Publicado por departamento de Jornalismo Cruzeiro FM 92,3 em 15/05/2026

Semana de 10 a 16 de maio de 2026

A economia brasileira vive um daqueles momentos em que política, consumo popular e estratégia eleitoral parecem caminhar lado a lado.

Nesta semana, o presidente Luiz Inácio Lula da Silva assinou uma Medida Provisória que zera o imposto federal sobre compras internacionais de até 50 dólares, medida que ficou conhecida nacionalmente como o fim da chamada “taxa das blusinhas”.

Mas, afinal, o que era essa taxa?

A cobrança começou a valer em 2024 e aplicava um imposto de importação de 20% sobre compras internacionais de pequeno valor feitas em plataformas como Shein, Shopee e AliExpress.

A justificativa do governo era combater fraudes, contrabando e garantir concorrência mais justa com a indústria nacional.

O problema é que, na prática, milhões de brasileiros passaram a pagar mais caro justamente em produtos populares, comprados por consumidores de renda média e baixa.

Agora, em pleno ano eleitoral, o governo recua e elimina a cobrança federal.

O ICMS estadual continua existindo, mas o peso maior da taxação desaparece. E é impossível ignorar o momento político dessa decisão.
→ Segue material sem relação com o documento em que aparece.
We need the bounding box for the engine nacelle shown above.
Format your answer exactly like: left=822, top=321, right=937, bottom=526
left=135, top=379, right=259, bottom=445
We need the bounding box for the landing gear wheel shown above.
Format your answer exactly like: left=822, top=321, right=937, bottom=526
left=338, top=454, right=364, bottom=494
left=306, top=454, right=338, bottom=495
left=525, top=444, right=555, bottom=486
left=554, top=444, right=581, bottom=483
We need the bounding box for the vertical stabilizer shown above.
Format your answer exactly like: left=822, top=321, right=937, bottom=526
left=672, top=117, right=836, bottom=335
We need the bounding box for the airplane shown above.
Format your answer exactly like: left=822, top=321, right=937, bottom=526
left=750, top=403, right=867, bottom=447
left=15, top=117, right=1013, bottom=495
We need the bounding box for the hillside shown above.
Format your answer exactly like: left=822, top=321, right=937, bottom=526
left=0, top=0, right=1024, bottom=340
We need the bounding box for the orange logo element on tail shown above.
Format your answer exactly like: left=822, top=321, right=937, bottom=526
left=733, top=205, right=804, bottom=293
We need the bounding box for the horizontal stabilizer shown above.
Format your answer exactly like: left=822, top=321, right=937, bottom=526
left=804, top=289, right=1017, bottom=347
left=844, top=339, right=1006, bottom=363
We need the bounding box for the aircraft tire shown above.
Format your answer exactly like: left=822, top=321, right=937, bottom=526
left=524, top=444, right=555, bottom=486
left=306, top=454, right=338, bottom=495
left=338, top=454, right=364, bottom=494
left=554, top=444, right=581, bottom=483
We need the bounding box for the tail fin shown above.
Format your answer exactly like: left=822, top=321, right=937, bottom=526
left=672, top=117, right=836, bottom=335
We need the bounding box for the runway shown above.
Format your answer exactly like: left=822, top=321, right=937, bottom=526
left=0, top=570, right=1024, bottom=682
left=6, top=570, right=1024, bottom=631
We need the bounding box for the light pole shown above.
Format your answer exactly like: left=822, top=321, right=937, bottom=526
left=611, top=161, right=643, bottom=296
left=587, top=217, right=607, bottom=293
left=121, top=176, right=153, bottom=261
O próprio debate dentro do governo já indicava que a medida era considerada impopular e afetava a imagem do presidente junto ao eleitorado.
Afinal, o comércio eletrônico internacional se tornou parte da rotina econômica do brasileiro. Não estamos falando apenas de “blusinhas”, mas de eletrônicos, acessórios, utensílios domésticos e itens que muitas vezes custam menos do que os vendidos no varejo tradicional.

É claro que toda redução de imposto agrada ao consumidor. Mas a pergunta que fica é: por que zerar agora uma cobrança que o próprio governo defendeu e ajudou a criar?

A resposta, para muitos analistas, está no calendário eleitoral.

E essa percepção ganha força quando observamos outra pauta que cresce em Brasília: as articulações em torno do chamado projeto “seis por um”.

A proposta busca reduzir a jornada tradicional de trabalho, defendendo modelos mais flexíveis e menos desgastantes para o trabalhador brasileiro. O discurso é de melhoria da qualidade de vida, saúde mental e equilíbrio familiar. Tem apelo popular imediato. Principalmente entre trabalhadores jovens e urbanos.

O problema é que medidas populares costumam ter custo econômico — e alguém sempre paga essa conta.

Enquanto o governo acena ao consumidor e ao trabalhador com redução de impostos e promessas trabalhistas mais leves, pequenos e médios empresários continuam reclamando do aumento da carga tributária provocado pela reforma tributária e por mudanças recentes no sistema fiscal brasileiro.

E aqui está um ponto fundamental do debate!

São justamente os pequenos e médios empresários que sustentam boa parte da economia nacional. São eles que empregam, movimentam comércio, prestam serviços e fazem a roda do PIB girar nas cidades do interior e nos grandes centros.
Quando a carga tributária aumenta para quem produz, investe e emprega, o reflexo aparece nos preços, no custo operacional e até na geração de empregos.

Há uma contradição evidente nesse cenário: de um lado, o governo tenta conquistar popularidade com medidas de forte apelo popular; do outro, amplia mecanismos de arrecadação sobre setores produtivos que já convivem com burocracia, juros altos e insegurança econômica.

E talvez o maior risco esteja justamente aí.

Governos precisam buscar equilíbrio entre responsabilidade fiscal e popularidade. Porque decisões econômicas tomadas apenas para gerar aprovação imediata podem produzir efeitos difíceis no médio prazo.

Reduzir impostos sobre compras internacionais pode agradar milhões de consumidores hoje. Mas a pergunta continua no ar: qual será o impacto amanhã sobre a indústria nacional, sobre o comércio local e sobre quem empreende no Brasil?

O eleitor observa. O mercado também.

E, no fim das contas, entre blusinhas, jornadas de trabalho e reformas tributárias, o brasileiro segue esperando algo muito mais simples: um país onde consumir, trabalhar e empreender não sejam atividades tão pesadas para quem sustenta a economia todos os dias.